Quando lo scorso fine Settembre uscì questo disco, sponsorizzato fin dal titolo come il punto e a capo dell'ultimo capitolo in ambito (post-)dubstep, ciò che feci, in maniera istintiva, fu di dargli tre o quattro ascolti e poi accantonarlo. Questo perchè nello stesso periodo fecero capolino altre due uscite similari, e queste sì che fin dall'inizio mi diedero l'impressione di rappresentare l'ultima frontiera del mondo techno-bass: sto parlando del primo volume di Songs For Endless Cities, targato Brackles-!K7, e del vulcanico Magnetic Man di Benga, Skream e Artwork.

In maniera altrettanto naturale mi è capitato di riprendere Future Bass in questi giorni, ora che i due dischi sopra citati sono stati metabolizzati a dovere. Passate alcune settimane, l'effetto dell'hype che sovente mal dispone all'ascolto si è smaltito, e quello che ne è emerso è tutto sommato una bella proposta.
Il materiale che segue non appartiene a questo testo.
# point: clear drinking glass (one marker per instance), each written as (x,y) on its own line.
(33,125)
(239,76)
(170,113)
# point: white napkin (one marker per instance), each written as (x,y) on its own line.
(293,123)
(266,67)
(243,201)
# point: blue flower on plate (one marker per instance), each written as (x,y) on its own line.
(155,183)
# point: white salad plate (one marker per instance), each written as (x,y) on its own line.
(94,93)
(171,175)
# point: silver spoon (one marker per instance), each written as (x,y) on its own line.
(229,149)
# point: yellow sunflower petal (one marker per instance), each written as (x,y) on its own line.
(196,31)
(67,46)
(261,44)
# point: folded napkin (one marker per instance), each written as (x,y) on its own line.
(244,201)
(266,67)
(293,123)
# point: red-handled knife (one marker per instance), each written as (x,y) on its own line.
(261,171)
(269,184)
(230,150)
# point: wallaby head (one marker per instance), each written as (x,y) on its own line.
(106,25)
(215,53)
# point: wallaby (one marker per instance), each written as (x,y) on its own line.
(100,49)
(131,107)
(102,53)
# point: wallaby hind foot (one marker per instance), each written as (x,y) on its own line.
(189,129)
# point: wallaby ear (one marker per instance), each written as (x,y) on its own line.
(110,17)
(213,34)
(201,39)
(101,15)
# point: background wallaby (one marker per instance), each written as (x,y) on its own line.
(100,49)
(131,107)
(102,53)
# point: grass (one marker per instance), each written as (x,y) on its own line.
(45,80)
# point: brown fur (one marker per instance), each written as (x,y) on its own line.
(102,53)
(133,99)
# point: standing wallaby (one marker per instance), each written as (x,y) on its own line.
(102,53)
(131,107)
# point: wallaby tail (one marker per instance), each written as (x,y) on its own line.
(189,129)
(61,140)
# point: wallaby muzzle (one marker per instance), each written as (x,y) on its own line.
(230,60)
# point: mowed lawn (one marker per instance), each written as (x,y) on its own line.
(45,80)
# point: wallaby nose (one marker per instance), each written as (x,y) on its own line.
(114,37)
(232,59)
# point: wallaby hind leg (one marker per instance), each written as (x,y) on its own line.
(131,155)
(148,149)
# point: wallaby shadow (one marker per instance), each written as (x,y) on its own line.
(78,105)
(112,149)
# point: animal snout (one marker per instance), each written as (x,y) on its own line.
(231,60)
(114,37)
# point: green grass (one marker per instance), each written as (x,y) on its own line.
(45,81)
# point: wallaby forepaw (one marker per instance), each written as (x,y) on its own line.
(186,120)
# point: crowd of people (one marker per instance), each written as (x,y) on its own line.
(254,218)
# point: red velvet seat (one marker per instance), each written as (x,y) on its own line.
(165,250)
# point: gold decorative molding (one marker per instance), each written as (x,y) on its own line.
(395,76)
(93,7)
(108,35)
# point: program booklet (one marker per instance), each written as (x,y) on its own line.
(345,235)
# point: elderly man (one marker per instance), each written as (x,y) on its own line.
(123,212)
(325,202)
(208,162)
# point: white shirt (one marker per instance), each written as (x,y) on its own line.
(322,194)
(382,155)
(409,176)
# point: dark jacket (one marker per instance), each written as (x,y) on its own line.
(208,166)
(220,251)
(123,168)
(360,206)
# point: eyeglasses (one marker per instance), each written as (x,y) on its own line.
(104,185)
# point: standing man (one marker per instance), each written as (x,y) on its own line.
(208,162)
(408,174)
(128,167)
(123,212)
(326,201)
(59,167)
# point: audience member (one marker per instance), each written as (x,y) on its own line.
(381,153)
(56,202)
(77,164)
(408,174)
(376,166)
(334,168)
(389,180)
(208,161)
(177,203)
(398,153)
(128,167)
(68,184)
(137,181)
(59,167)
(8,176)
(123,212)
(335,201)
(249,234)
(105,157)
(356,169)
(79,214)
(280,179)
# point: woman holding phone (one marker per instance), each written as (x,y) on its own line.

La Soul Jazz Records gioca carte di grande effetto, racchiudendo in questa compilation una interessante varietà di nomi e stili diversi. Tra i pezzi da ricordare spicca ovviamente Nothing To See,l'odissea minimal house di Four Tet, che conferma qui la sua abilità nel realizzare abbaglianti giochi di prestigio con pochi, semplici elementi. E degna di nota anche la rinascita del trip-hop marchio Portishead nella ondeggiante Air dei Black Chow, in cui la glaciale voce femminile di Kiki Hitomi è orchestrata dalla mente di Kevin "The Bug" Martin.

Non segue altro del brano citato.